UNesT: Local Spatial Representation Learning with Hierarchical Transformer for Efficient Medical Segmentation

Xin Yu,Qi Yang,Yinchi Zhou,Leon Y. Cai,Riqiang Gao,Ho Hin Lee,Thomas Li,Shunxing Bao,Zhoubing Xu,Thomas A. Lasko,Richard G. Abramson,Zizhao Zhang,Yuankai Huo,Bennett A. Landman,Yucheng Tang

from arxiv, 19 pages, 17 figures. arXiv admin note: text overlap with arXiv:2203.02430

Transformer-based models, capable of learning better global dependencies, have recently demonstrated exceptional representation learning capabilities in computer vision and medical image analysis. Transformer reformats the image into separate patches and realizes global communication via the self-attention mechanism. However, positional information between patches is hard to preserve in such 1D sequences, and loss of it can lead to sub-optimal performance when dealing with large amounts of heterogeneous tissues of various sizes in 3D medical image segmentation. Additionally, current methods are not robust and efficient for heavy-duty medical segmentation tasks such as predicting a large number of tissue classes or modeling globally inter-connected tissue structures. To address such challenges and inspired by the nested hierarchical structures in vision transformer, we proposed a novel 3D medical image segmentation method (UNesT), employing a simplified and faster-converging transformer encoder design that achieves local communication among spatially adjacent patch sequences by aggregating them hierarchically. We extensively validate our method on multiple challenging datasets, consisting of multiple modalities, anatomies, and a wide range of tissue classes, including 133 structures in the brain, 14 organs in the abdomen, 4 hierarchical components in the kidneys, inter-connected kidney tumors and brain tumors. We show that UNesT consistently achieves state-of-the-art performance and evaluate its generalizability and data efficiency. Particularly, the model achieves whole brain segmentation task complete ROI with 133 tissue classes in a single network, outperforming prior state-of-the-art method SLANT27 ensembled with 27 networks.

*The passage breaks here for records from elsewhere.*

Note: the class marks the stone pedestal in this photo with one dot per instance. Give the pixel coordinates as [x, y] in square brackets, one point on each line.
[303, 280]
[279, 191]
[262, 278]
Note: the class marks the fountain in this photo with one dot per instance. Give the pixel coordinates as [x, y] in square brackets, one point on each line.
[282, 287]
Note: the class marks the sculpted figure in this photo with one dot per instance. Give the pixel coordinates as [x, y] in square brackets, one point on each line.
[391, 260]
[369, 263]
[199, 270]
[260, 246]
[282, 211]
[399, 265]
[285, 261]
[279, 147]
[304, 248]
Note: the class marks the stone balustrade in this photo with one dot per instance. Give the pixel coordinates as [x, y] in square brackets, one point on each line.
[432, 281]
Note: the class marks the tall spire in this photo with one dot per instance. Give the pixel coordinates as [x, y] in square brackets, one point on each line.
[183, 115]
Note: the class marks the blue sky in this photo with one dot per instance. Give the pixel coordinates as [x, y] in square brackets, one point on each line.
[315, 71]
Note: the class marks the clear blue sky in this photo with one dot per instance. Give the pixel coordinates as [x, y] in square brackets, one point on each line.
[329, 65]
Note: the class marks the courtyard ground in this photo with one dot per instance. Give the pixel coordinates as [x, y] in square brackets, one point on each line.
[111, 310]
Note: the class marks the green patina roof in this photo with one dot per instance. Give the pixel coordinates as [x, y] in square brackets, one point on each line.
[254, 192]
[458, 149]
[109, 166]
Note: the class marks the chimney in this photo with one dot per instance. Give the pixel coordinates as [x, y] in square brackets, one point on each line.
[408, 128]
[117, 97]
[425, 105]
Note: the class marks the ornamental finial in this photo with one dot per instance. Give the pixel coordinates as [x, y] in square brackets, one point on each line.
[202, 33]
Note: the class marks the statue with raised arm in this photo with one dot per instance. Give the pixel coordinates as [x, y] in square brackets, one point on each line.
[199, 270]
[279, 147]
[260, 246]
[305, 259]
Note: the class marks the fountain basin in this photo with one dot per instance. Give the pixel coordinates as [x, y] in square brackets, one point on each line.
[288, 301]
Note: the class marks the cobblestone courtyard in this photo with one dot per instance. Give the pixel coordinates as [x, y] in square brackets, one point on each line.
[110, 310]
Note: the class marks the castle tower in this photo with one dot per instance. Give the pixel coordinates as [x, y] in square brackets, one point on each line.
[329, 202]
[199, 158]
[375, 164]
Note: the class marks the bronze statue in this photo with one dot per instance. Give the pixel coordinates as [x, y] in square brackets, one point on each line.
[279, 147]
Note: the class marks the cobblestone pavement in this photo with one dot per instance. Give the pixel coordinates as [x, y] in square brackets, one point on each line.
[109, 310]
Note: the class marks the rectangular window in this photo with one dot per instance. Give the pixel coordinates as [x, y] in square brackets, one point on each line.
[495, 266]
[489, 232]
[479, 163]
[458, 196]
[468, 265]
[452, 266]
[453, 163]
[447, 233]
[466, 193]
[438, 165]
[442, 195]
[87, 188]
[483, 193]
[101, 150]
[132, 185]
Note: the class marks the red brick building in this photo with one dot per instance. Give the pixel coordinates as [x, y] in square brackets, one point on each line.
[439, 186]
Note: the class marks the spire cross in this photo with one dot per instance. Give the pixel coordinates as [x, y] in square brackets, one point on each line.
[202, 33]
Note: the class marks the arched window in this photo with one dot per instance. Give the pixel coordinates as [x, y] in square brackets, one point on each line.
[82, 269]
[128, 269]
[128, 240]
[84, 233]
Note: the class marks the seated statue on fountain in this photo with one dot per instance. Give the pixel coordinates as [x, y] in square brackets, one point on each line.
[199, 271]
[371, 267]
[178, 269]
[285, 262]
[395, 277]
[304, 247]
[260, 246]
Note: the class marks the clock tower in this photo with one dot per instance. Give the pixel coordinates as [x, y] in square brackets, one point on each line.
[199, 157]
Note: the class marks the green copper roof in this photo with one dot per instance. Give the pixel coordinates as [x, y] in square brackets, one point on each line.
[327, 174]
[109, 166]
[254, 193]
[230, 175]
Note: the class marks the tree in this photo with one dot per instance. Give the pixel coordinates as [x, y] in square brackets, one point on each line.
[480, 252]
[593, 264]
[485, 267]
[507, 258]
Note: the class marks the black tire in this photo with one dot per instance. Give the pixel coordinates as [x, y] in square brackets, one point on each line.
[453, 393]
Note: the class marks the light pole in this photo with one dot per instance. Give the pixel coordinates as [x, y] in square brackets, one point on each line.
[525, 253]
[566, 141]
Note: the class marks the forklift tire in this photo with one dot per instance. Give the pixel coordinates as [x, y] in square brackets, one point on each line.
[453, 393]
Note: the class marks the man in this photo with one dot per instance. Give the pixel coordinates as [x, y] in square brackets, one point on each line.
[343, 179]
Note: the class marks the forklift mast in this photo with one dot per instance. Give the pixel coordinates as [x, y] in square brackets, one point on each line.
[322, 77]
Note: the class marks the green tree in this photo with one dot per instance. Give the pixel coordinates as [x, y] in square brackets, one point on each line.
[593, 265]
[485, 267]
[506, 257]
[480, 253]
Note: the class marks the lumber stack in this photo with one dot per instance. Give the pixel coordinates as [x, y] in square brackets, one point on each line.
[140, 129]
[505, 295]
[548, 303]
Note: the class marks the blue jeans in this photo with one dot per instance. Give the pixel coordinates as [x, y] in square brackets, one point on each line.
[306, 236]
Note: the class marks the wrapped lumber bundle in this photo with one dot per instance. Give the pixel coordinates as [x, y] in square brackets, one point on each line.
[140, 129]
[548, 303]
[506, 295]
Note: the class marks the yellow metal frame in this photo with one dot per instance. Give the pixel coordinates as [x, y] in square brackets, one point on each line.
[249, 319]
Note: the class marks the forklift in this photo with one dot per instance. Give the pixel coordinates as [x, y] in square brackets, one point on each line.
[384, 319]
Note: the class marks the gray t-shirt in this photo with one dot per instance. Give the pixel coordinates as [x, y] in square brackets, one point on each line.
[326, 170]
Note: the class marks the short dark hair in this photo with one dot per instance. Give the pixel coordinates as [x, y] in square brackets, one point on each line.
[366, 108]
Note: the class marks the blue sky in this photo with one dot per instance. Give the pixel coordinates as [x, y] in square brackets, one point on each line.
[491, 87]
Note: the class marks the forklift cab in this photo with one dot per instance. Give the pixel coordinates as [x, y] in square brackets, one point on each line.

翻译：基于Transformer的模型能够学习更好的全局依赖关系，近年来在计算机视觉和医学图像分析中展现出卓越的表示学习能力。Transformer将图像划分为独立块，并通过自注意力机制实现全局通信。然而，在三维医学图像分割中，这类一维序列难以保留块间的位置信息，导致处理大量尺寸各异、异质性强的组织时性能欠佳。此外，现有方法在应对高负荷医学分割任务（如预测大量组织类别或建模全局关联的组织结构）时鲁棒性和效率不足。为解决上述挑战，受视觉Transformer中嵌套分层结构的启发，我们提出了一种新颖的三维医学图像分割方法（UNesT），通过分层聚合空间相邻的块序列，设计出简化且收敛更快的Transformer编码器，实现局部通信。我们在多个具有挑战性的数据集上进行了广泛验证，这些数据集涵盖多种模态、解剖结构及大量组织类别，包括脑部133个结构、腹部14个器官、肾脏4个分层组件、互联的肾脏肿瘤和脑肿瘤。实验表明，UNesT持续达到最先进的性能，并验证了其泛化能力和数据效率。特别地，该模型在单个网络中完成包含133个组织类别的全脑分割任务，性能超越先前需27个网络集成的先进方法SLANT27。